- One is that potting soil often contains a lot of shredded wood which invites fungus gnats to make their abode in your potting soil. The gnats also munch on nice little roots sometimes killing the seedlings. Dirt from outside is usually denser, has less wood particulate for the fungus and gnats to grow, and the dirt seems to deter the fungus gnats.
- I have been concerned for some time about the difference in soil environment between the commercial seed starting soil and the real soil that the plants will be growing in the garden. The idea behind potting soil is that it provides the optimal conditions that will allow more seeds to sprout and is sterile so the seedlings will avoid soil borne diseases and be healthier. In the case like mine where I save and start my own seeds I am more concerned about them growing well in my soil. What if the potting soil encourages the growth of certain seedlings over others that may thrive better in my real soil? On occasions in the past where I used commercial seed, I have noticed that many commercial seeds that are typically started early in the season in potting soil don't sprout readily in the open garden soil. I am afraid that these seeds are bred and conditioned to only grow well in the cushy potting soil conditions and are not hardy enough or adapted well enough to grow and survive if planted directly in the ground.
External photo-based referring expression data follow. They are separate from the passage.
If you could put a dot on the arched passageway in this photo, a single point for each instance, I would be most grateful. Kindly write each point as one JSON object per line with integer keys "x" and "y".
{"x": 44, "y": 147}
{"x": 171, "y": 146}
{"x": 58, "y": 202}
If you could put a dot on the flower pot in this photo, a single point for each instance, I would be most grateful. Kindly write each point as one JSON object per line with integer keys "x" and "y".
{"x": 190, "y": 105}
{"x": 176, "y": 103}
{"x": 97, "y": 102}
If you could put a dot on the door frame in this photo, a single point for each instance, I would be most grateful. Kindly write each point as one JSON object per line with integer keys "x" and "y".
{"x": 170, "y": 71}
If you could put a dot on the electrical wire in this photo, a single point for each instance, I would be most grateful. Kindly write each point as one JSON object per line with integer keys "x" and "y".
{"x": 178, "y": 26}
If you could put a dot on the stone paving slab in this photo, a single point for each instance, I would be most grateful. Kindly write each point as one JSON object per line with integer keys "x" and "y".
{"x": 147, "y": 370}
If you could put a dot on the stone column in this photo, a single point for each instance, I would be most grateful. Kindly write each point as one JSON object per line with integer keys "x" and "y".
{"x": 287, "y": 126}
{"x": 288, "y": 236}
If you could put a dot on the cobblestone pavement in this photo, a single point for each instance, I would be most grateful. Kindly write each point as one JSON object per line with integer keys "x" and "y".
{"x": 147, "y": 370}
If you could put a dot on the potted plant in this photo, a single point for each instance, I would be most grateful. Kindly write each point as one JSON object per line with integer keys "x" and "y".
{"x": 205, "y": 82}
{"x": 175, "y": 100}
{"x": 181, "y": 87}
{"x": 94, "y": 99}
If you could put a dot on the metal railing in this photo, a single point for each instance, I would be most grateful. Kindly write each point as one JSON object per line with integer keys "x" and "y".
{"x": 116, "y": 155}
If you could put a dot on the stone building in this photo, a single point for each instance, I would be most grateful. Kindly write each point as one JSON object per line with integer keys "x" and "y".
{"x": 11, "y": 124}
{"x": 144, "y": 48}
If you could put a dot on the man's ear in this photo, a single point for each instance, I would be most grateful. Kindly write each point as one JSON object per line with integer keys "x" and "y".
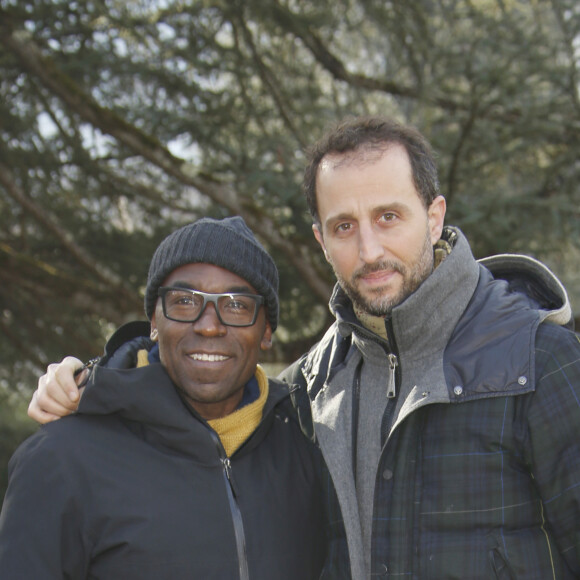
{"x": 266, "y": 342}
{"x": 436, "y": 217}
{"x": 320, "y": 240}
{"x": 154, "y": 335}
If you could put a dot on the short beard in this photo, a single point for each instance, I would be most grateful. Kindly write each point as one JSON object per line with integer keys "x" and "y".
{"x": 379, "y": 305}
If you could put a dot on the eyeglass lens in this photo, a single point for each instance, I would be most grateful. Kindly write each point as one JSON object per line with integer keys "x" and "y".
{"x": 188, "y": 306}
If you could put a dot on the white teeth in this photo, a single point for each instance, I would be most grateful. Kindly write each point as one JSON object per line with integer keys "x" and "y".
{"x": 208, "y": 357}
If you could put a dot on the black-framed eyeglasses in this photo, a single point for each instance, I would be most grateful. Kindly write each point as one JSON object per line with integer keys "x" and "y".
{"x": 233, "y": 309}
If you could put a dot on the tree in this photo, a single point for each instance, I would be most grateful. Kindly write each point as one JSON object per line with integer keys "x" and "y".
{"x": 120, "y": 121}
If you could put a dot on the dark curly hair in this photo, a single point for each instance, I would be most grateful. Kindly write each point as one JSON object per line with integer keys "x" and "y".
{"x": 373, "y": 134}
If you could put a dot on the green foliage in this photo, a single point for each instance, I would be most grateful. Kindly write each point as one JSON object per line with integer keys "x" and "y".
{"x": 120, "y": 121}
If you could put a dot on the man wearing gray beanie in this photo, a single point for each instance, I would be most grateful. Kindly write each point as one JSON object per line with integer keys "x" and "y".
{"x": 183, "y": 460}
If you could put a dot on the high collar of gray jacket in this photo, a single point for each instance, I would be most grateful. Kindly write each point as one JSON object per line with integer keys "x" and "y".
{"x": 467, "y": 332}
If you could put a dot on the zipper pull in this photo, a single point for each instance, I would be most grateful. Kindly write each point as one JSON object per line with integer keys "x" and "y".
{"x": 228, "y": 471}
{"x": 391, "y": 385}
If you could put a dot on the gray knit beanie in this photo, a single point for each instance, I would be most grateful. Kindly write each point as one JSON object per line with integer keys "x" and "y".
{"x": 228, "y": 243}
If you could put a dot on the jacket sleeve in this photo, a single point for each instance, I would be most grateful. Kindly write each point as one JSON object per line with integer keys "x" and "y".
{"x": 40, "y": 527}
{"x": 554, "y": 434}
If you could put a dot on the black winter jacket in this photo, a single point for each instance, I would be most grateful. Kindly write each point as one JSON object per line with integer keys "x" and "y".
{"x": 137, "y": 486}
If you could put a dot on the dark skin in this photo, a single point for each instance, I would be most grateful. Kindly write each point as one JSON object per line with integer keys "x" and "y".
{"x": 213, "y": 388}
{"x": 209, "y": 362}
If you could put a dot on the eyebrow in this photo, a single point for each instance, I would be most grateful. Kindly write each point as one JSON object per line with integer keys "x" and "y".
{"x": 231, "y": 290}
{"x": 395, "y": 206}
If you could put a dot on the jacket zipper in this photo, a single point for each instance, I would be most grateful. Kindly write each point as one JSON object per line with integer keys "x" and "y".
{"x": 234, "y": 508}
{"x": 394, "y": 371}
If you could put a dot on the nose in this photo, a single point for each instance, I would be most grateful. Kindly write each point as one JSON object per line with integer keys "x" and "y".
{"x": 208, "y": 324}
{"x": 370, "y": 246}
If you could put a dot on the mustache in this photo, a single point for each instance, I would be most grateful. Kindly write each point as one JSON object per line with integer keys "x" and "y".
{"x": 378, "y": 267}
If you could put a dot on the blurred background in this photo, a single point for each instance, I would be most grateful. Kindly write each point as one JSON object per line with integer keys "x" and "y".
{"x": 120, "y": 121}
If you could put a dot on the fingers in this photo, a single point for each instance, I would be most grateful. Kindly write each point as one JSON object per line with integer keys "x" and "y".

Why not plant the seeds in real dirt and let natural selection proceed eliminating the plants that are less tolerant of fusarium wilt and soil borne diseases? Over a few generations of seed saving, the plants should improve their ability to grow in your soil and adapt more perfectly to your real conditions. Starting seeds in sterile potting soil may confound the selection process.
- Dirt is Free! Why spend lots of money on potting soil? This was the fundamental changing point for me. I got tired of the high prices for potting soil when similar and possibly better long-term generational results might be obtained with just plain old dirt from my yard.
Typically it is a good idea to chop onions back to an inch or two, like these below, until you harden them off and plant them outside in the garden.